At the same time, SVOD services, both in the US and increasingly abroad, have become major buyers of television content, licensing series within the season or immediately after. SNL estimates that Netflix, Amazon, and Hulu spent $7.6 billion licensing library content in 2016. Even though these services are investing in original content, acquisitions remain necessary to offer subscribers a broad range of content. SVOD services now regularly pay more than $1 million per episode to license one-hour dramas domestically, and multiples of that if they are licensing global rights. In the US, Netflix, Amazon, and Hulu have become major competitors for TV programming, which will continue to drive up prices. Globally, Netflix is in almost every country, and Amazon has followed suit, meaning these services are now competing with local TV and SVOD buyers.

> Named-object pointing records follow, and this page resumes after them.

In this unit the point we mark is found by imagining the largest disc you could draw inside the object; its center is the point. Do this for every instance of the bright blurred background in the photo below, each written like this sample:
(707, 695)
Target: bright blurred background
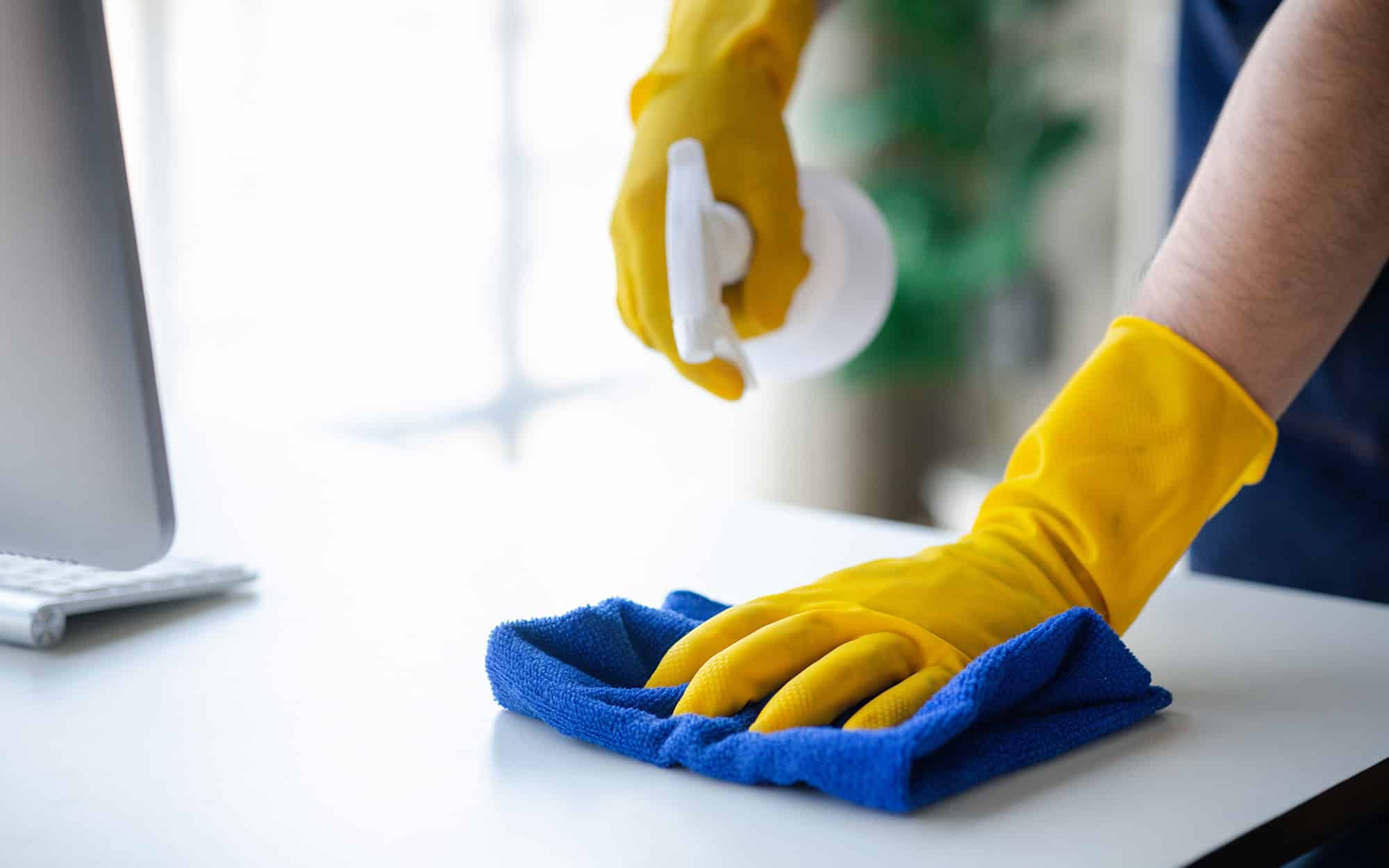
(388, 223)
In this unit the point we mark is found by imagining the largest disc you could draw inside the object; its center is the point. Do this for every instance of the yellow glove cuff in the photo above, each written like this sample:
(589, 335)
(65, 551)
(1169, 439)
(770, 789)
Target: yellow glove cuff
(1111, 485)
(769, 35)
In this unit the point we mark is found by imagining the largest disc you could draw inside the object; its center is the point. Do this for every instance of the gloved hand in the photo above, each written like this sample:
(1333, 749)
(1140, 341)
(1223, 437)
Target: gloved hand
(724, 78)
(1101, 498)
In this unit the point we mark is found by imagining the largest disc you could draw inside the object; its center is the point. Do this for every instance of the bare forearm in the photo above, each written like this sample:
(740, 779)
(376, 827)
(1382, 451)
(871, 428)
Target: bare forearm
(1287, 223)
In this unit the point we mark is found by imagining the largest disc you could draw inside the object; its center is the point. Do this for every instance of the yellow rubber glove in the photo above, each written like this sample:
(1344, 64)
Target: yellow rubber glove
(724, 78)
(1104, 494)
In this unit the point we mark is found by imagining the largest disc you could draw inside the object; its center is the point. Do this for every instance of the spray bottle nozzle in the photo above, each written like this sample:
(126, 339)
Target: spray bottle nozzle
(708, 247)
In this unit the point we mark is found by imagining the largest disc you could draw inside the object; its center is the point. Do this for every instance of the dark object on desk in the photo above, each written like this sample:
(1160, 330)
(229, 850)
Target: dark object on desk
(1058, 687)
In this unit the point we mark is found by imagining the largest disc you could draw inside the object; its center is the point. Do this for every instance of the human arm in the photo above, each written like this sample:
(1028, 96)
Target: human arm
(1287, 222)
(1273, 251)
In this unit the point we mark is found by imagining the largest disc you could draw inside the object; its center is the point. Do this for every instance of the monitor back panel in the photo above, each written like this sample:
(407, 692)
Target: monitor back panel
(83, 466)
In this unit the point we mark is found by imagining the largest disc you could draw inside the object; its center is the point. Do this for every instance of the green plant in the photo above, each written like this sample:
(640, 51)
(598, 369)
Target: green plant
(960, 134)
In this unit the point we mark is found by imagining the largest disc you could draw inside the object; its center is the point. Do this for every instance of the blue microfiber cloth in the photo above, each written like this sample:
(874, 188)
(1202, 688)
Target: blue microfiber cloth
(1055, 688)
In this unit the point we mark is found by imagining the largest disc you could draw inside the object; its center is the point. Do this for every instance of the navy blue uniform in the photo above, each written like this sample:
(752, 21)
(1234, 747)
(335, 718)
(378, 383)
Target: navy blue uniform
(1320, 520)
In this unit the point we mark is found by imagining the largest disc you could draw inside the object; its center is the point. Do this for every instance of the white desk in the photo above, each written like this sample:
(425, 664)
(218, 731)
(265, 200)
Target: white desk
(341, 716)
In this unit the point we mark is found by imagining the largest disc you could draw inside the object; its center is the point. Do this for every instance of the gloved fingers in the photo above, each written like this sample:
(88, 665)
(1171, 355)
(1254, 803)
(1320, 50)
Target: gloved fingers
(901, 702)
(684, 659)
(756, 666)
(719, 377)
(841, 680)
(759, 305)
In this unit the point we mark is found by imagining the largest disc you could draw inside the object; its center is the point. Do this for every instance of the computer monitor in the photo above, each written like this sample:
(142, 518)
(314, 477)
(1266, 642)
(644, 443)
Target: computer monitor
(84, 474)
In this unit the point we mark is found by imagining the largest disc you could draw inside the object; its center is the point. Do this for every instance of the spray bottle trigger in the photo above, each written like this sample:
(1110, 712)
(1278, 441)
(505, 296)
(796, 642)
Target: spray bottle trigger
(708, 245)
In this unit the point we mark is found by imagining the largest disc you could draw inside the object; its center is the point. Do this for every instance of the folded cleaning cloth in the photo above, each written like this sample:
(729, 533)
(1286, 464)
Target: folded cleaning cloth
(1055, 688)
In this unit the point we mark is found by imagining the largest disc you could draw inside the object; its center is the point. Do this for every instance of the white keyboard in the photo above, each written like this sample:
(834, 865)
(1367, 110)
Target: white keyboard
(37, 596)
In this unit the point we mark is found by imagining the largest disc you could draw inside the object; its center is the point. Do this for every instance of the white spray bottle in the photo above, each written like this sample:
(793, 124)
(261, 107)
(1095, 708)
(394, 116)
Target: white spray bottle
(837, 310)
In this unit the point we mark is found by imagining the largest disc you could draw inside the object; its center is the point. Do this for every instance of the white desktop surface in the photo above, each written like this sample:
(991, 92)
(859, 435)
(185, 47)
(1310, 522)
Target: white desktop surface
(340, 715)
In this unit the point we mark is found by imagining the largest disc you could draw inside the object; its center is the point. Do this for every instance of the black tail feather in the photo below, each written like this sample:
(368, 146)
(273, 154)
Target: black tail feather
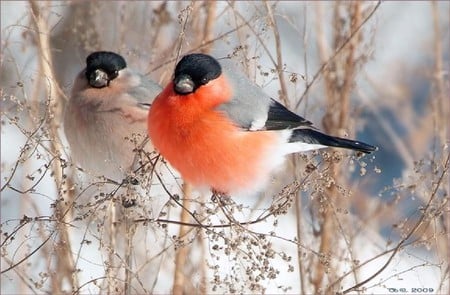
(315, 137)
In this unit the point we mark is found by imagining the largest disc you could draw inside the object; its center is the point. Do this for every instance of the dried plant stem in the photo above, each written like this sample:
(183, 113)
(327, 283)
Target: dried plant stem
(65, 262)
(279, 65)
(339, 81)
(208, 30)
(181, 254)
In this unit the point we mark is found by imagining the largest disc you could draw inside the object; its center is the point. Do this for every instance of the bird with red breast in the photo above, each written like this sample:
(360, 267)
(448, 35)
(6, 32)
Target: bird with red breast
(222, 132)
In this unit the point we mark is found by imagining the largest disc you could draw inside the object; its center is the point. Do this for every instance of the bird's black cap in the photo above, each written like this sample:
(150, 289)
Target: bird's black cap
(195, 70)
(106, 62)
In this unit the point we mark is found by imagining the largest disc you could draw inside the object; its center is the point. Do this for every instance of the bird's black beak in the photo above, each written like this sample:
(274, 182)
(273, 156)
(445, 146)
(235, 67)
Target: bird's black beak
(183, 84)
(98, 79)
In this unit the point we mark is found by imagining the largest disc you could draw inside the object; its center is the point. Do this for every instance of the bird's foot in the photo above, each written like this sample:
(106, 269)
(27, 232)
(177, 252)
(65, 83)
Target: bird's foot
(220, 197)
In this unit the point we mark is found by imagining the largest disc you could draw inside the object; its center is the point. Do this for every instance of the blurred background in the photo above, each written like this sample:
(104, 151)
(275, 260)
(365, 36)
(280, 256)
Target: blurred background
(330, 222)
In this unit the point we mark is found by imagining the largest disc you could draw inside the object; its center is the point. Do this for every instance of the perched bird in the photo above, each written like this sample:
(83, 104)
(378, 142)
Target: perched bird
(107, 109)
(220, 131)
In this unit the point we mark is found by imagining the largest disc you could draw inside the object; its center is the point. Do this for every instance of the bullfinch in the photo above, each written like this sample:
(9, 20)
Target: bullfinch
(221, 132)
(108, 107)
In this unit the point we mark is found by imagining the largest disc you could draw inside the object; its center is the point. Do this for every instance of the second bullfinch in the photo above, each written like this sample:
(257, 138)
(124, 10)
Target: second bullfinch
(107, 108)
(220, 131)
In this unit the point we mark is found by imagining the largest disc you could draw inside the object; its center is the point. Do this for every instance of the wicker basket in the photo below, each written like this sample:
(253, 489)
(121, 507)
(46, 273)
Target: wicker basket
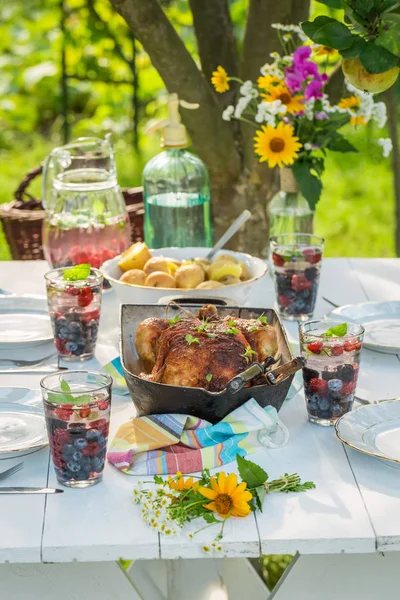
(22, 219)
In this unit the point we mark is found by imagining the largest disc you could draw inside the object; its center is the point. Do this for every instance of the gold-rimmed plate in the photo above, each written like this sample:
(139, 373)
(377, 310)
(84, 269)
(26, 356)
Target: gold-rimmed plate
(373, 430)
(22, 422)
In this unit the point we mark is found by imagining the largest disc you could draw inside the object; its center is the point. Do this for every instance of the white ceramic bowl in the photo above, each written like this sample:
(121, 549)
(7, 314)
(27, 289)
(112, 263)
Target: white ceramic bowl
(138, 294)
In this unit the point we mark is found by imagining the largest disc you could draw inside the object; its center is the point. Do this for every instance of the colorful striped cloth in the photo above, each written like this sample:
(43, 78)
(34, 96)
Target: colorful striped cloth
(161, 444)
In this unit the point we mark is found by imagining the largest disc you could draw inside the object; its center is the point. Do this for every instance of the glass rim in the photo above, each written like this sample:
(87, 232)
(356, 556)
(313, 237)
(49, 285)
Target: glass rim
(330, 321)
(97, 272)
(108, 382)
(276, 239)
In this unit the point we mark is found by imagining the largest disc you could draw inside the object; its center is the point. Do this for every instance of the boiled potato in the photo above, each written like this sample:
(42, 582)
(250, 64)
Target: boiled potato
(189, 276)
(230, 280)
(134, 257)
(220, 270)
(160, 279)
(209, 285)
(133, 277)
(245, 275)
(156, 263)
(225, 258)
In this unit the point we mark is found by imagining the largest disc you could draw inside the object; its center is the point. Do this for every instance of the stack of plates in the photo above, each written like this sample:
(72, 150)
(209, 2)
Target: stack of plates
(22, 423)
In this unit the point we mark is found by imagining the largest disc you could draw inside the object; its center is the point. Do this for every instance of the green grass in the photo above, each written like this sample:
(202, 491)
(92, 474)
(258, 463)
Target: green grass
(355, 214)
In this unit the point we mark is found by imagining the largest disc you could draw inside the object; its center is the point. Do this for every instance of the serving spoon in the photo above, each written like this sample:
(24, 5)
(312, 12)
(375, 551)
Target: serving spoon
(230, 232)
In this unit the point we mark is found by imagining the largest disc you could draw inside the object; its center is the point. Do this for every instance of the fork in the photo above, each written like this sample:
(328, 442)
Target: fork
(25, 363)
(11, 471)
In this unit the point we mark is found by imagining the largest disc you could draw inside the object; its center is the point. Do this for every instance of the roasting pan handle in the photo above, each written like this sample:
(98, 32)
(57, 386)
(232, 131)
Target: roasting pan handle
(272, 377)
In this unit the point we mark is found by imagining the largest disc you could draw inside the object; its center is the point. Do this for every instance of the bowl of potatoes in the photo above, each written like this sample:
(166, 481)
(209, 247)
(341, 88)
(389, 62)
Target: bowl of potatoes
(143, 276)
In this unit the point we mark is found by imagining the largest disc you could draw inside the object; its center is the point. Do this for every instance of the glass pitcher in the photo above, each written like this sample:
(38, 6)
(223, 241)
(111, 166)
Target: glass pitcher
(86, 218)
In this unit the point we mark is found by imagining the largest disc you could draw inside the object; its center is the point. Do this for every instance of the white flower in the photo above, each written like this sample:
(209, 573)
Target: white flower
(387, 146)
(228, 113)
(241, 106)
(247, 89)
(379, 114)
(267, 111)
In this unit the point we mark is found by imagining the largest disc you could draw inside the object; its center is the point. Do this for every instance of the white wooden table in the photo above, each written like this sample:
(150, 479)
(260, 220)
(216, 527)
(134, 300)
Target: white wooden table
(338, 529)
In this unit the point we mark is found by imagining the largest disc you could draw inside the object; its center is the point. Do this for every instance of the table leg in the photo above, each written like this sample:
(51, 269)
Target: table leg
(198, 579)
(344, 576)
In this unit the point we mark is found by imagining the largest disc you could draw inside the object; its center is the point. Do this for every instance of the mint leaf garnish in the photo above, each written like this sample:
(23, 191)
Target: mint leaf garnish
(339, 330)
(64, 385)
(77, 273)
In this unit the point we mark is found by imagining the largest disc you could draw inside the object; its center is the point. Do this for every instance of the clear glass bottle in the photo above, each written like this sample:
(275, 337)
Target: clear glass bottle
(289, 211)
(176, 191)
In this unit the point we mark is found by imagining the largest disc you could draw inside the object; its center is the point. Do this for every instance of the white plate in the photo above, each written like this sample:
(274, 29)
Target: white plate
(373, 430)
(22, 422)
(381, 321)
(24, 321)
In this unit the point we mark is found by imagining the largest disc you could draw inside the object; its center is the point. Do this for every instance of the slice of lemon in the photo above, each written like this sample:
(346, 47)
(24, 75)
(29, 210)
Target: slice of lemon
(135, 257)
(220, 270)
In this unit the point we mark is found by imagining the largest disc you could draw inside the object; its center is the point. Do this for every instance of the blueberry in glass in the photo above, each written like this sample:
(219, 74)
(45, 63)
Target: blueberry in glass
(332, 353)
(74, 299)
(296, 262)
(77, 410)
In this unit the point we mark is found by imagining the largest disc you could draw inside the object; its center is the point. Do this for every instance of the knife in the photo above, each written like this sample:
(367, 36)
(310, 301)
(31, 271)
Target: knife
(26, 490)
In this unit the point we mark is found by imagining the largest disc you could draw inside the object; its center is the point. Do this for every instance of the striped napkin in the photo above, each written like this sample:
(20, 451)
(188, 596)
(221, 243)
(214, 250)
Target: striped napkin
(162, 444)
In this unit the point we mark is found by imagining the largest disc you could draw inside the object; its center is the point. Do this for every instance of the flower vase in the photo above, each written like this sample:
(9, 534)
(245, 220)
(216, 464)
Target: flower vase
(289, 211)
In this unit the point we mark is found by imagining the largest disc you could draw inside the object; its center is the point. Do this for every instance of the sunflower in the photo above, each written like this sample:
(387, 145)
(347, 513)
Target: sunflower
(266, 81)
(351, 102)
(228, 499)
(180, 484)
(280, 92)
(220, 80)
(277, 145)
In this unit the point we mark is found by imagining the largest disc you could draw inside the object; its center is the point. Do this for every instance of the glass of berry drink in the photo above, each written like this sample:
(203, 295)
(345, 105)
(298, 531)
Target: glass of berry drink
(77, 409)
(296, 263)
(332, 354)
(74, 307)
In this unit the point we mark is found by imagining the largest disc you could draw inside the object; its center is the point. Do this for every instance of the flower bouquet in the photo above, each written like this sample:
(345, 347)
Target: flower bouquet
(294, 119)
(169, 505)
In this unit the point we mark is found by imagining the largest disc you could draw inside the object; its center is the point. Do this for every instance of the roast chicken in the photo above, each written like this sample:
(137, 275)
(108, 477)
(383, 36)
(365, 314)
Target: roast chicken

Photo: Christophe Morin/Bloomberg via Getty Images

The result is a more profitable model of TV series monetization, which means it is no accident that the number of original scripted series has doubled. TV networks and online providers have engaged in a strategy of using high-quality original content to differentiate their offerings, because these series have almost guaranteed revenue streams that have made television risk free.

CONCLUSION

The entertainment business is thriving because of the content WGA members create. This content has fueled the global growth of the media companies and the meteoric rise of online video distribution. The companies which control this content have reaped the rewards many times over. Writers deserve a fair share of this unprecedented prosperity.